Os inspetores tinham acabado de dar ordem de detenção ao ex-assessor jurídico do Benfica, pouco antes das 9h00, quando a mulher dele, na sala com um filho menor, decidiu ligar a televisão. E qual não foi o espanto de todos quando, na CMTV, aparece a informação de que a detenção já tinha acontecido, deixando Gonçalves completamente transtornado.
Estas foram algumas das informações que o procurador deu à procuradora Andrea Marques, sua colega, dias depois, quando foi chamado a prestar declarações num processo por violação de segredo de justiça que seria dirigido pela magistrada. É que além do Correio da Manhã, ainda as buscas da operação decorriam e a revista Sábado também já estava a noticiar o caso. A Polícia Judiciária só enviaria um comunicado sobre o caso e-Toupeira às redações já depois das 10h00, suspeitando-se, por isso de uma fuga de informação.
Procurador do e-Toupeira deu lista, mas MP apontou à PJ
Ouvido no processo aberto para investigar essa fuga, consultado pelo Observador, Valter Alves recordou que nesse dia um dos inspetores que estava com ele ligou ao seu coordenador da UNCC, a unidade que investiga os crimes de corrupção, Pedro Fonseca, a dar conta de que a detenção já estava feita. E forneceu também, a pedido da magistrada, uma lista com todos os nomes dos funcionários, magistrados e polícias que tinham tido acesso ao processo — o tal núcleo duro. Assim, sob suspeita podiam estar quatro nomes do Ministério Público (além dos nomes dele próprio e de Andrea Marques, que também participou em diligências, também os de dois outros procuradores), cinco nomes do Tribunal de Instrução Criminal de Lisboa, sete nomes de elementos da Polícia Judiciária e ainda a informação de que alguns outros elementos da Unidade de Telecomunicações e Informática (UTI) da PJ e do Instituto de Gestão Financeira e Equipamentos da Justiça (IGFEJ) podiam ter tido uma noção global do caso.

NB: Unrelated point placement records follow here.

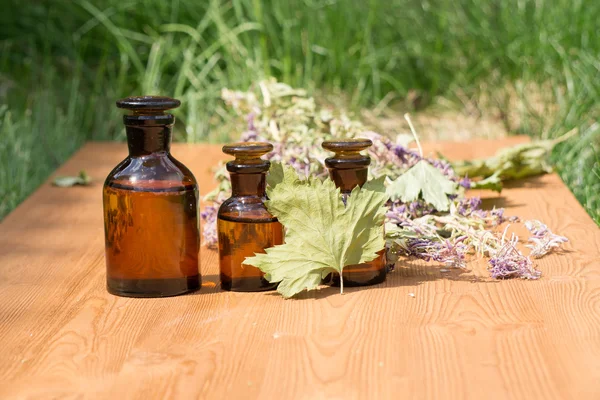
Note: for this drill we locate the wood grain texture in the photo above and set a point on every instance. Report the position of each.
(462, 335)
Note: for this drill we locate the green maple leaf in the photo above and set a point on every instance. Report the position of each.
(423, 178)
(322, 235)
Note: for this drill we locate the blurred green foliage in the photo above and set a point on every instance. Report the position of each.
(63, 63)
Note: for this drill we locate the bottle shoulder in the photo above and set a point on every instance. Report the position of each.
(245, 209)
(155, 171)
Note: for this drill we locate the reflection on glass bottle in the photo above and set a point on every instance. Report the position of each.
(348, 169)
(151, 209)
(244, 225)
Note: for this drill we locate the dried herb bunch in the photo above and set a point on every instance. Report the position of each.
(428, 216)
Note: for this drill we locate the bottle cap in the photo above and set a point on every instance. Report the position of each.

A procuradora Andrea Marques, a 26 de abril, deu conhecimento da sua participação no processo à sua superior hierárquica, a coordenadora Auristela Gomes Pereira, que não encontrou qualquer pressuposto para não a manter nos autos, perante a possibilidade de um conflito de interesses. Fernanda Pêgo, diretora do DIAP, subscreveu. Estava assim eliminado um nome da lista, logo à partida.
PJ mudou nome de comunicado à última hora e MP achou suspeito…
Apesar da lista de nomes, a procuradora estava convencida de que a fuga vinha da Polícia Judiciária. É que na notícia avançada pela Sábado, já na edição em papel a 8 de março, havia uma informação que constava no relatório da PJ, e que até já era pública, mas que não serviu de fundamento às buscas — o que levava a magistrada acreditar que a fuga vinha dali. Por outro lado, a própria PJ tinha decidido à última hora mudar o nome da operação. Os inspetores tinham escolhido o nome “Aquila”, o grego para Águia, mas o comunicado enviado às 10h37 mudara o nome para e-Toupeira. E isso parece ter sido relevante para o Ministério Público, embora no processo não se perceba exatamente porquê.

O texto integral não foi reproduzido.